Most future of doomy-doom movies take as their starting point the problem that the world is ending. Not so with Children of Men, or at least, not exactly - in this case, it's not the world that is ending, but humanity itself. The year is 2027 and humans have lost the ability to procreate. There hasn't been a new child born in over 18 years. Meanwhile, the world, apparently, has become a warzone. In the midst of all this, we have Clive Owens, our protagonist, who is on a mission to convey a young woman, who is miraculously pregnant, to the coast of England. The idea is that he will deliver her to The Human Project, which may or may not exist. Why is he doing that? What is The Human Project? Why is it so difficult to travel in these times? I haven't the foggiest idea.

An interesting feature of this film is that it doesn't do what most movies set in the future do - tell you what in the hell is going on. Generally, when you have a movie set in a totally alien time/landscape, there's some attempt to fill you in on the missing info. This actually spoils the "realism" of it, because people generally don't explain basic facts about their world and the time they're living in during quotidian conversation. So it's kind of refreshing to have a film set in the future that could actually have been made at the time; that pretends that the viewer knows what's going on. Of course, this lack of explanation is also a rather convenient feature that allows the creator of that world to avoid having to figure it all out, perhaps. Why is there all this political turmoil? Who's fighting who?

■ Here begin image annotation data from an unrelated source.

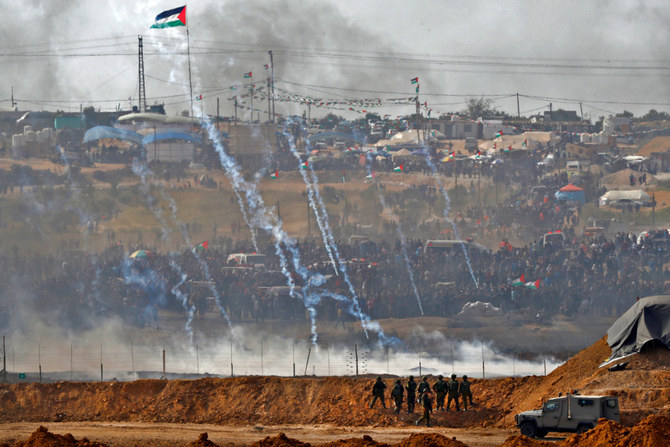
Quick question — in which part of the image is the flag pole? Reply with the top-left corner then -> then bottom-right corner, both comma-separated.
186,20 -> 193,117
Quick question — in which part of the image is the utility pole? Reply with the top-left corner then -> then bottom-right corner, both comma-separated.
516,93 -> 521,118
268,51 -> 275,123
137,36 -> 147,113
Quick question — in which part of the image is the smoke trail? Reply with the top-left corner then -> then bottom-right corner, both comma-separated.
284,118 -> 376,337
365,154 -> 424,315
170,256 -> 195,345
132,162 -> 235,341
426,154 -> 479,288
282,126 -> 339,276
203,115 -> 393,344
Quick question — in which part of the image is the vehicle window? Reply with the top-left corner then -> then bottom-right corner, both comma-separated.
544,402 -> 558,411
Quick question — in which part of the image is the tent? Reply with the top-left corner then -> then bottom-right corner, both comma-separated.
84,126 -> 142,145
605,295 -> 670,364
555,183 -> 586,203
598,189 -> 651,206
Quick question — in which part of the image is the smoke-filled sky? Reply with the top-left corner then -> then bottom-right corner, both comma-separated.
0,0 -> 670,121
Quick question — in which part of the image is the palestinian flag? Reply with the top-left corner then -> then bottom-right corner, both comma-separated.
149,5 -> 186,29
525,279 -> 540,290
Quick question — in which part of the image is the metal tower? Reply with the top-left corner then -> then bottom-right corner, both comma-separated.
137,36 -> 147,113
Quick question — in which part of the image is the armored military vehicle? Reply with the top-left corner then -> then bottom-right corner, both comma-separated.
514,393 -> 620,438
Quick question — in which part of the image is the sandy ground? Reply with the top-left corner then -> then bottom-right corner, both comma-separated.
0,422 -> 524,447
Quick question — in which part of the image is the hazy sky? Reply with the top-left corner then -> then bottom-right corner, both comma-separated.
0,0 -> 670,120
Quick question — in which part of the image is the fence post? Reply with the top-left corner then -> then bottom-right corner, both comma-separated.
2,335 -> 7,382
304,346 -> 312,377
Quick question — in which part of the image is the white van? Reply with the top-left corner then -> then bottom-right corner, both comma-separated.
228,253 -> 265,267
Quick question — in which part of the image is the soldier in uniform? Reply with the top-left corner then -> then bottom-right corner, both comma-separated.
433,375 -> 447,410
447,374 -> 461,411
391,380 -> 405,414
370,377 -> 386,408
459,376 -> 474,411
416,388 -> 433,427
418,377 -> 430,400
405,376 -> 416,413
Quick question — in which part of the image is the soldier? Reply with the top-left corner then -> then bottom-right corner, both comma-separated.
433,375 -> 447,410
405,376 -> 416,413
391,380 -> 405,414
447,374 -> 461,411
415,389 -> 433,427
459,376 -> 474,411
419,377 -> 430,401
370,377 -> 386,408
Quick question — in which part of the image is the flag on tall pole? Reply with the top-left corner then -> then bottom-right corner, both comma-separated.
150,5 -> 193,116
151,5 -> 186,28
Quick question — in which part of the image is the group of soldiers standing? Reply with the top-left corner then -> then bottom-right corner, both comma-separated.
370,374 -> 474,427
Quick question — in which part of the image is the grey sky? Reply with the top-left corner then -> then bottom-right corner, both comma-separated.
0,0 -> 670,120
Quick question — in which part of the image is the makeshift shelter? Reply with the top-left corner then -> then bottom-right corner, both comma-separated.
555,183 -> 586,203
605,295 -> 670,364
598,189 -> 651,206
84,126 -> 142,145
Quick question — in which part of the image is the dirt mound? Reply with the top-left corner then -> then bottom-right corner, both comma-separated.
250,433 -> 312,447
13,426 -> 109,447
563,416 -> 670,447
321,435 -> 390,447
395,433 -> 468,447
500,435 -> 556,447
186,433 -> 219,447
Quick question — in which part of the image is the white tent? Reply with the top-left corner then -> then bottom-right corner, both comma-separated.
598,189 -> 651,206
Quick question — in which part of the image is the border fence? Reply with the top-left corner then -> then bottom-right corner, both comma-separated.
0,337 -> 560,383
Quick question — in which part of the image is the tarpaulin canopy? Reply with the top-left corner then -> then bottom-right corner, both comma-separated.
606,295 -> 670,363
84,126 -> 142,144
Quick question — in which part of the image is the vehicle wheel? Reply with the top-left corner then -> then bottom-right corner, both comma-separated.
519,421 -> 537,438
577,424 -> 593,435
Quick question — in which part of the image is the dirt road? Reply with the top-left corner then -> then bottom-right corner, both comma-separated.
0,422 -> 515,447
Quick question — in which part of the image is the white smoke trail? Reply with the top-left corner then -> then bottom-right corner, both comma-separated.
426,154 -> 479,288
365,156 -> 424,315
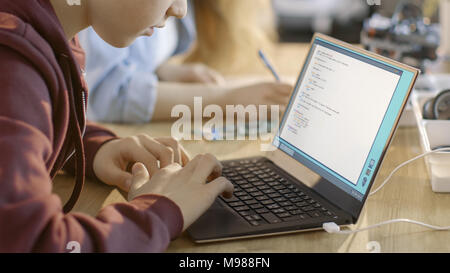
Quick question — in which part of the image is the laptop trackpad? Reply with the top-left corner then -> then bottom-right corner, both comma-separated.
188,200 -> 250,240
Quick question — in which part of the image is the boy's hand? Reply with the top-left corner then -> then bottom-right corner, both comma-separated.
128,154 -> 234,230
157,63 -> 225,84
93,134 -> 189,191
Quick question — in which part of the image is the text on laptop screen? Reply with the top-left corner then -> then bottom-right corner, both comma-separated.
274,38 -> 414,201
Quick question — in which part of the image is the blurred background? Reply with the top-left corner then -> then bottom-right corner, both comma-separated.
273,0 -> 439,43
187,0 -> 444,74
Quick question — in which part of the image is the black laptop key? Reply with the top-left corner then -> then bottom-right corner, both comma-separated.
285,192 -> 297,198
302,206 -> 314,212
244,199 -> 258,206
278,201 -> 292,207
272,208 -> 286,215
261,212 -> 281,224
283,214 -> 309,222
267,192 -> 281,198
273,185 -> 286,190
220,195 -> 239,203
267,181 -> 280,187
250,203 -> 263,209
234,205 -> 250,211
277,212 -> 291,218
308,210 -> 322,218
284,206 -> 297,211
295,201 -> 308,207
234,191 -> 247,197
289,209 -> 303,215
255,185 -> 270,190
228,201 -> 244,207
250,190 -> 263,197
266,204 -> 280,209
239,195 -> 253,201
239,210 -> 255,217
273,196 -> 287,202
255,208 -> 269,214
255,195 -> 269,201
261,199 -> 275,205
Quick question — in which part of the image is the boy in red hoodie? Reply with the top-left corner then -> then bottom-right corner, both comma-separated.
0,0 -> 233,252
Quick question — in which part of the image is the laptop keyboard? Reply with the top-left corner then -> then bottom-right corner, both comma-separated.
221,159 -> 337,226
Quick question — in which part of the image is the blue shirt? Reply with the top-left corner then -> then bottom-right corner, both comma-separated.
79,12 -> 195,123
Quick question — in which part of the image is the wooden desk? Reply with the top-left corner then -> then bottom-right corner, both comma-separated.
54,45 -> 450,252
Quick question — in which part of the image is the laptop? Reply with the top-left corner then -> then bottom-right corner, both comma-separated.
188,34 -> 419,243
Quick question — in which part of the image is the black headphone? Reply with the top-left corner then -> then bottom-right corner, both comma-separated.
423,89 -> 450,120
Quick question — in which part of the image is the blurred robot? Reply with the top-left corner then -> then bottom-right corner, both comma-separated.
361,1 -> 440,71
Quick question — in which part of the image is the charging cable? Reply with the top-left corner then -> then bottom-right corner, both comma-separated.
322,146 -> 450,234
322,219 -> 450,234
369,147 -> 450,196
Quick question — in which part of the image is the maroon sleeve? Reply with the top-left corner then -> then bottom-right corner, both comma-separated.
0,46 -> 183,252
64,122 -> 117,179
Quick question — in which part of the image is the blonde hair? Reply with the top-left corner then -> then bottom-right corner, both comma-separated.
186,0 -> 278,75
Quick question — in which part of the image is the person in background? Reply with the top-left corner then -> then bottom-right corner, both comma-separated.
0,0 -> 233,252
79,0 -> 292,123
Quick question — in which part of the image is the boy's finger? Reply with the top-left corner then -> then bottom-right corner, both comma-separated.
129,163 -> 150,192
155,138 -> 181,165
124,145 -> 159,174
194,154 -> 222,183
107,166 -> 132,192
141,137 -> 175,168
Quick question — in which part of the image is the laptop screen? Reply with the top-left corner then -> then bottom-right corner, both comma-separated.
274,38 -> 415,201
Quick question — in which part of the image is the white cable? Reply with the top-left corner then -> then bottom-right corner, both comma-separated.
322,219 -> 450,234
369,147 -> 450,196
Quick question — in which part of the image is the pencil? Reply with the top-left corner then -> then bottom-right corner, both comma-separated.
258,49 -> 280,82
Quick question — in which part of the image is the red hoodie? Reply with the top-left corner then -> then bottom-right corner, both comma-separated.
0,0 -> 183,252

On the other hand, this makes it rather frustrating for the viewer, because it's a wholly disorienting experience. One has absolutely no idea why the world is the way it apparently is, and therefore, why certain characters behave the way that they do. Why, for instance, does Kee (the pregnant woman) have to be transported in secret to the coast? Why hasn't news of this miraculous pregnancy been made public? Well, one answer to that, perhaps, is that these are characters struggling to reclaim a basic kind of humanity in a world that has gone completely bonkers. Were Kee to make known her pregnancy, she would most likely become an object for science, politics, ideology, etc. But all she wants to do is have her baby - and this, in a way, is exactly what needs to happen for this topsyturvy world to get back on its feet. It's a struggle for normalcy against all odds - wasn't it Gandhi who said "Be the change you want to see in the world" ?

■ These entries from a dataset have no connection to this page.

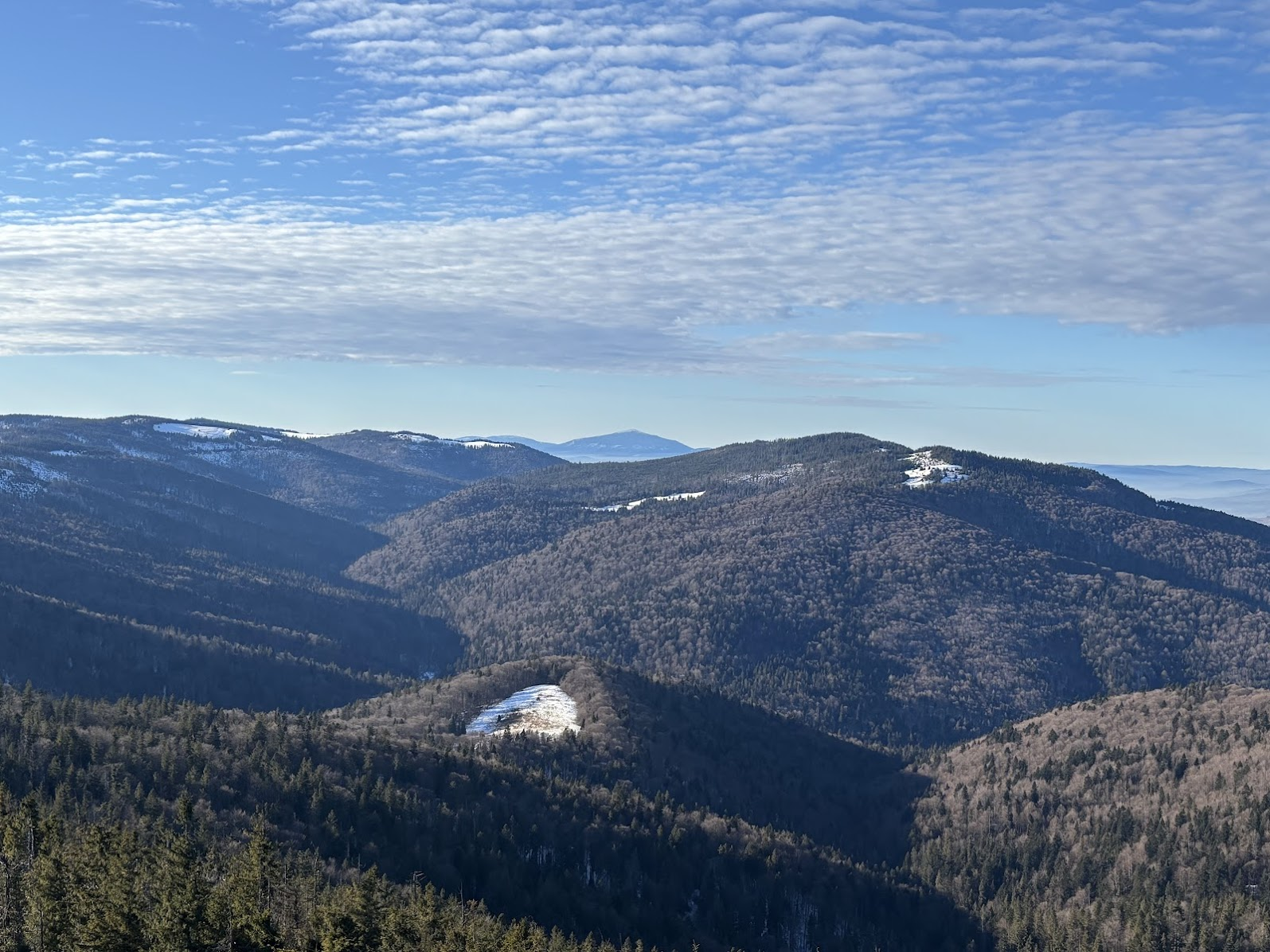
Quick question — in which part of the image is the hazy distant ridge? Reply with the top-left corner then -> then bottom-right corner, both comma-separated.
1077,463 -> 1270,525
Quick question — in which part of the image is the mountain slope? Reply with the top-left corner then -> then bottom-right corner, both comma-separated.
309,431 -> 564,484
1086,463 -> 1270,523
0,419 -> 456,708
0,416 -> 459,525
0,659 -> 983,952
352,434 -> 1270,743
491,431 -> 696,463
908,687 -> 1270,952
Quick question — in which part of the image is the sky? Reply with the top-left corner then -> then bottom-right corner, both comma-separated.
0,0 -> 1270,467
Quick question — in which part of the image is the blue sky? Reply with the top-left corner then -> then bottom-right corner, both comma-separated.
0,0 -> 1270,466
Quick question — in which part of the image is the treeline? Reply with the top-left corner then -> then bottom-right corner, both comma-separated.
908,685 -> 1270,952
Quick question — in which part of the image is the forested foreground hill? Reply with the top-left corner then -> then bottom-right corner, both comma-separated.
0,659 -> 988,952
352,434 -> 1270,745
908,685 -> 1270,952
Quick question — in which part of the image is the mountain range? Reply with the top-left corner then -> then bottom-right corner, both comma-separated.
0,416 -> 1270,952
1088,463 -> 1270,525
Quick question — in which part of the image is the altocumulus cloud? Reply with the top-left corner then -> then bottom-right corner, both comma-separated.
0,0 -> 1270,372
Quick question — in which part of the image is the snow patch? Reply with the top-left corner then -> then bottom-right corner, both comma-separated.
155,423 -> 237,439
729,463 -> 805,482
905,450 -> 967,489
111,443 -> 168,462
587,490 -> 705,513
0,470 -> 45,499
389,431 -> 512,450
389,431 -> 444,443
467,685 -> 582,738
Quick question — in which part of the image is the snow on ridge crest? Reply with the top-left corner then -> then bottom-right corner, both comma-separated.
905,450 -> 967,489
587,490 -> 705,513
389,431 -> 512,450
154,423 -> 237,439
467,685 -> 582,738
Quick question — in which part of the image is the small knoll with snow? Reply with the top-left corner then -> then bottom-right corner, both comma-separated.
587,490 -> 705,513
467,685 -> 582,738
389,431 -> 512,450
905,450 -> 967,489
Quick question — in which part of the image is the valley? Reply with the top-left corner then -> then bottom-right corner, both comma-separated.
0,416 -> 1270,952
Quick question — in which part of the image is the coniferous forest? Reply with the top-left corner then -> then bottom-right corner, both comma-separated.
0,418 -> 1270,952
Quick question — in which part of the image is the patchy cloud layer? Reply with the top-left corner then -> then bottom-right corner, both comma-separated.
0,0 -> 1270,372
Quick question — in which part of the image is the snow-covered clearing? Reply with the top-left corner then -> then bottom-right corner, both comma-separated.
0,468 -> 45,499
905,450 -> 967,489
467,685 -> 582,738
587,490 -> 706,513
389,431 -> 512,450
155,423 -> 237,439
13,455 -> 70,482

So in this sense, perhaps, this movie is actually about what makes us human. My friend Russ, who went to see the movie with me, saw it as illuminating the way in which "civilized" behavior depends upon the looming future being present in the form of children, not in some kind of sappy Hollywood way, but in a very tangible presence that makes people question their own behavior and its effect on others. I think that an interpretation of the film in terms of its views on ethics is a bit tricky, but I do agree that there's some evidence for it.

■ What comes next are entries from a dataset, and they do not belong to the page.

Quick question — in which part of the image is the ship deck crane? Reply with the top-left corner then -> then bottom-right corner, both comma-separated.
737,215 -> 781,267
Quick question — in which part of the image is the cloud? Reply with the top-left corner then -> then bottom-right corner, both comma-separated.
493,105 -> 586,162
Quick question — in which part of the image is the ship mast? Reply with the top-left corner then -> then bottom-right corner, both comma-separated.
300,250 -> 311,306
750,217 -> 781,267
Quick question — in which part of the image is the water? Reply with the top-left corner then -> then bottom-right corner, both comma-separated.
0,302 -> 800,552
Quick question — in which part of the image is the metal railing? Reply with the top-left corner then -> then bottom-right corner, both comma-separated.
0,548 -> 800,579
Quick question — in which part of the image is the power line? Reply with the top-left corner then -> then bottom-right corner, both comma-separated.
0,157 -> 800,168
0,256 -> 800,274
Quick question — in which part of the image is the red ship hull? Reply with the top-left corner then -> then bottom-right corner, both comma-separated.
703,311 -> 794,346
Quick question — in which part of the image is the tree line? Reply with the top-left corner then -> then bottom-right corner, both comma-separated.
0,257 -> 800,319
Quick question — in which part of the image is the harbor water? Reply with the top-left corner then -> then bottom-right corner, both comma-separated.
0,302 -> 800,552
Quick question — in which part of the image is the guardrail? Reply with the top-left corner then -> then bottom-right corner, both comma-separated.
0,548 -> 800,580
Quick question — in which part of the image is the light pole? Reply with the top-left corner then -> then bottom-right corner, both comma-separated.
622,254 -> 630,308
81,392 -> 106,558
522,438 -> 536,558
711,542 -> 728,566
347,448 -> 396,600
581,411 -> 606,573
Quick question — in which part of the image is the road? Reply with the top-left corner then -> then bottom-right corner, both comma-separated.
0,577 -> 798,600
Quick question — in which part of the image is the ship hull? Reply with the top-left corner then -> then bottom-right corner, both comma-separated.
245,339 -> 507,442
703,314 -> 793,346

This sense of a fully real alternate world is made all the more convincing by the incredible cinematography and remarkably consistent and well thought-out visual component - there's a staggering amount of detail, also never explained (giant floating pigs?) that make the world seem both familiar and alien, but quite real. I think this is also a part of the narrative strategy - the movie is telling a story in a wholy different way. The way that information is organized is puzzling - one doesn't know how to read it. There is, for instance, a sort of subplot to do with feet. There are LOTS and LOTS of shots of feet. Characters keep losing shoes, finding new ones, stubbing toes, washing feet, etc. Why? What is it doing there? It's subtle, and it seems to have some kind of meaning, but lord only knows what it is. Likewise, there's a lot of darkly absurdist dialogue that is quite funny, but again, confusing. And certain recurring repetitions, bits of dialogue that seem like they ought to be important because they keep coming up, and yet I have no idea why.

All in all, a very intriguing film, but an utterly baffling one.